Kita memiliki tanggung jawab besar untuk menghilangkan sekat-sekat tersebut duhadapan masyarakat. Kalau saja kita berysaha melakukan hal itu, tentu didepan kita akan terbuka lapangan kerja dan pengaruh yang sangat luas.

Ada beberapa sekat psikologis yang menghalangi kita untuk bekerja dan mencapai kesuksesan didalamnya. Diantara sekat-sekat itu adalah:

Takut Gagal

Kita sering dihantui perasaan takut gagal sebelum memulai bekerja. Kemungkinan-kemungkinan gagal yang muncul juga dapat menghalangi kesuksesan. Perasaan-perasaan seperti itulah yang dapat menghalangi aktivitas, karena ketika pelakunya menjalankan suatu pekerjaan, ia menjalankannya dengan frusrasi, jarang sekali menjadi orang yang sukses.

Takut dengan Pesaing

Hal itu terjadi karena kita terlalu membesar-besarkan kemampuan dan potensi si pesaing, atau dengan memandang pesaing sebagai sosok yang selalu menjerat dan berkonspirasi untuk menghancurkan kita. Padahal, pada kenyataannya kemampuan pesaing kita terbatas, bahkan sering kali tidak berhasil. Lalu, bagaimana dengan takdir Tuhan ? kalu takdir tuhan diatas segala-galanya, maka takada seorang pun yang mampu menghalang-halangi perintah atau menolak keputusan-Nya.

Meremehkan Diri Sendiri

Meremehkan diri sendiri dan tidak memberi penghargaan sesuai dengan kapasitasnya, baik dalam level individu dan pribadi maupun dalam kemampuan dan potensi untuk bangkit. Kita sering meremehkan dan potensi diri dan merendahkan jarak pengaruh yang bisa kita lakukan. Semua ini tentu saja mempengaruhi rencana dan aktivitas kita.

Berkahyal

Khayalan yang menguasai diri kita sering kali menghalangi atau menggagalkan segalanya.
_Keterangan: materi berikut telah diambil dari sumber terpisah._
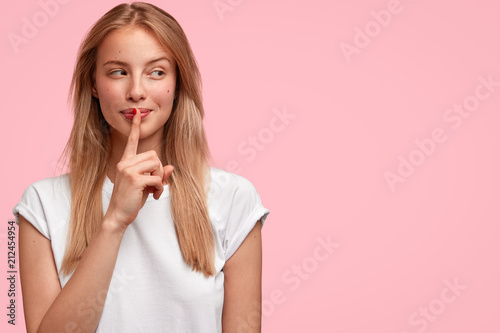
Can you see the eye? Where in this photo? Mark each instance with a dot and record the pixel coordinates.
(118, 72)
(158, 73)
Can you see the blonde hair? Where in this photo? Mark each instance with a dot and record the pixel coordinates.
(184, 142)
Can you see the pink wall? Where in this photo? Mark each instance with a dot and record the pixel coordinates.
(369, 125)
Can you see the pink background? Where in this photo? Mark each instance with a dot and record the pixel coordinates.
(321, 172)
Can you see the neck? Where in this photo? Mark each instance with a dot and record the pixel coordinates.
(118, 143)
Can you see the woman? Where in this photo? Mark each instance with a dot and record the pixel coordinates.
(141, 235)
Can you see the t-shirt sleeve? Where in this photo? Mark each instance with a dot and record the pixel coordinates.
(245, 210)
(31, 208)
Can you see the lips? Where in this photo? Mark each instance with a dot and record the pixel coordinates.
(129, 113)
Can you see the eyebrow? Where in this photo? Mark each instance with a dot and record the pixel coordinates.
(121, 63)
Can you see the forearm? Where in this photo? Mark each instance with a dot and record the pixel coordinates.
(79, 305)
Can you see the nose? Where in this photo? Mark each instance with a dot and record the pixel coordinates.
(136, 90)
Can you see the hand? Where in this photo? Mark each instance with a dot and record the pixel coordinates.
(132, 183)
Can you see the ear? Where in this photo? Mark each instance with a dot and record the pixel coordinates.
(94, 91)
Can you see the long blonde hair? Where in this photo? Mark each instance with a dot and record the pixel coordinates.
(184, 142)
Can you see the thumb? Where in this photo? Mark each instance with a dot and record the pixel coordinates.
(167, 171)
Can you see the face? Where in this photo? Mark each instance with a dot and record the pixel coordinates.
(133, 70)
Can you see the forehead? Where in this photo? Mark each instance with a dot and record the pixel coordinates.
(131, 44)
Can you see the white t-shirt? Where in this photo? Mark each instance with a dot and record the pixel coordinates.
(153, 289)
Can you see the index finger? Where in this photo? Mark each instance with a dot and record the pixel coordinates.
(133, 137)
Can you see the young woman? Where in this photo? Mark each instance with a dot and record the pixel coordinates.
(141, 235)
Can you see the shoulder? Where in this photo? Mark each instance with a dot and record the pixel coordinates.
(58, 185)
(232, 197)
(224, 184)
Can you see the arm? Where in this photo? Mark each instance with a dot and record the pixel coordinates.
(243, 286)
(78, 306)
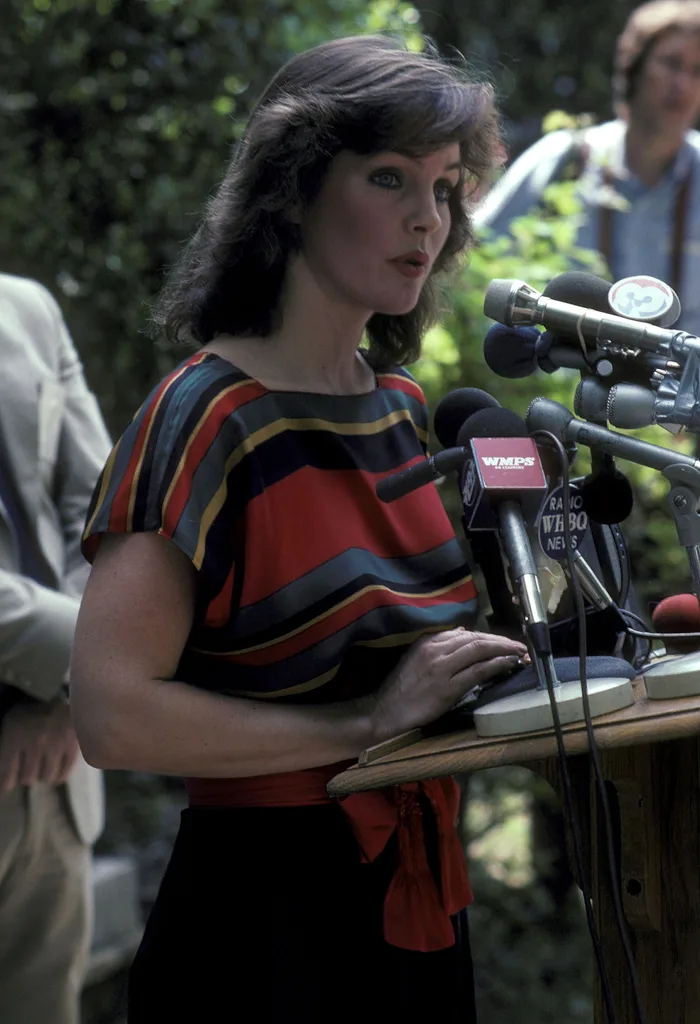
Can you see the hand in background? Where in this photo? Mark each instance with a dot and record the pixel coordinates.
(37, 744)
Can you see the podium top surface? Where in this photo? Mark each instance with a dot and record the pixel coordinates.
(413, 757)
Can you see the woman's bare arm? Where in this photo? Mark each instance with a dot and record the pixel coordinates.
(129, 713)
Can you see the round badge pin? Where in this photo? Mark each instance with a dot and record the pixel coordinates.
(646, 299)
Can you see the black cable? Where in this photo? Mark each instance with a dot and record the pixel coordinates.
(593, 747)
(624, 613)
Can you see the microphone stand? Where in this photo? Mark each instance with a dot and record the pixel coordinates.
(531, 711)
(680, 676)
(684, 499)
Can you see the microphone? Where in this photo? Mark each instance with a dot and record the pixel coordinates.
(499, 470)
(430, 470)
(502, 473)
(544, 414)
(517, 303)
(606, 492)
(451, 412)
(456, 407)
(679, 613)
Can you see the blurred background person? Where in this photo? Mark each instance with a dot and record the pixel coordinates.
(52, 445)
(639, 174)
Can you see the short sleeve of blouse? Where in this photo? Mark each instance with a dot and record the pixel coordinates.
(173, 471)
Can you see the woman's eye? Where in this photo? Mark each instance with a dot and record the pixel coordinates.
(386, 179)
(443, 193)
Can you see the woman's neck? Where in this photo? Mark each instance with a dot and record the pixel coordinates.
(649, 154)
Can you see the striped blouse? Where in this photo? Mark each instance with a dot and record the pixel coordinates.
(309, 587)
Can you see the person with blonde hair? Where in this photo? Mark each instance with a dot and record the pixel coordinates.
(639, 175)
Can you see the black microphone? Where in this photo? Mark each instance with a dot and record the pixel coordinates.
(428, 471)
(607, 494)
(518, 351)
(517, 303)
(456, 407)
(545, 414)
(504, 473)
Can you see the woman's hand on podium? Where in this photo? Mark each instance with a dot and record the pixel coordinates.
(435, 674)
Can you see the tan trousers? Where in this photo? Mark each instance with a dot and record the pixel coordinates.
(45, 908)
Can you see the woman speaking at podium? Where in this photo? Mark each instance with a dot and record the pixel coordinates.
(255, 615)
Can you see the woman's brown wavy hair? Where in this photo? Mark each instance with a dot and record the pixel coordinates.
(366, 94)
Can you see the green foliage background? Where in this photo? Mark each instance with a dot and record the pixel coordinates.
(118, 117)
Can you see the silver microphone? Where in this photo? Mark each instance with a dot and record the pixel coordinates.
(516, 303)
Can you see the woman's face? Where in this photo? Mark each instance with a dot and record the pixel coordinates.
(378, 225)
(667, 91)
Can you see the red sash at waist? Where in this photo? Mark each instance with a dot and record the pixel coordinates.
(417, 910)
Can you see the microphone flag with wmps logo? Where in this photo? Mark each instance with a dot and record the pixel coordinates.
(497, 467)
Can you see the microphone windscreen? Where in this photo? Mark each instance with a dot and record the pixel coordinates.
(580, 289)
(510, 351)
(607, 497)
(455, 408)
(679, 613)
(492, 423)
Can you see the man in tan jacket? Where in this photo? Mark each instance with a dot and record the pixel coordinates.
(52, 445)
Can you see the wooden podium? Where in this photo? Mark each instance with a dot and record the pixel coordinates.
(650, 756)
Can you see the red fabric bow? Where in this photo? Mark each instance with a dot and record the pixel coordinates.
(417, 911)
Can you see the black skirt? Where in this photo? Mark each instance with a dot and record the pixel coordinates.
(266, 914)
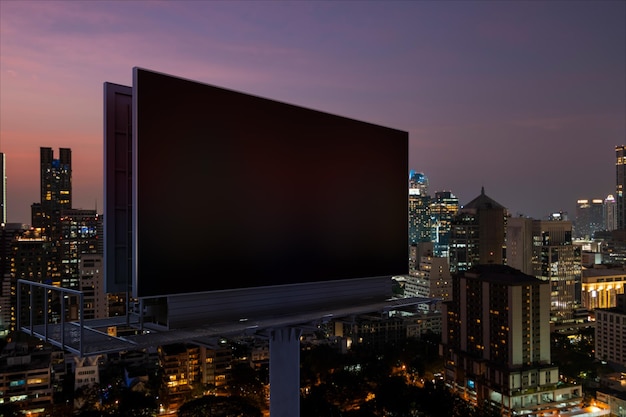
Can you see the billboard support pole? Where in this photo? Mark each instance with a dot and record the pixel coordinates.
(285, 372)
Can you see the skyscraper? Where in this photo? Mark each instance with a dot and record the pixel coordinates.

Kita harus bijak dalam menghadapi masalah. Setiap masalah yang ada harus dipetakan sesuai dengan kapasitasnya. Kita jangan mencampur-aduka antara sikap rendah diri dengan sikap merendahkan diri sendiri. Jiwa optimis dan inisiatif harus tetap ditumbuhkembangkan. Selain itu, kita juga harus membedakan antara penilaian dari orang lain. Semua itulah yang membuat kita berhasil melewati segala rintangan yang ada.

“Ingatlah selalu bahwa orang yang pesimis tidak akan mampu bekerja. Kalaupun ia bekerja, kreativitasnya terbatas. Kita tidak akan mengalami kerugiaan apa pun dengan bersikap optimis.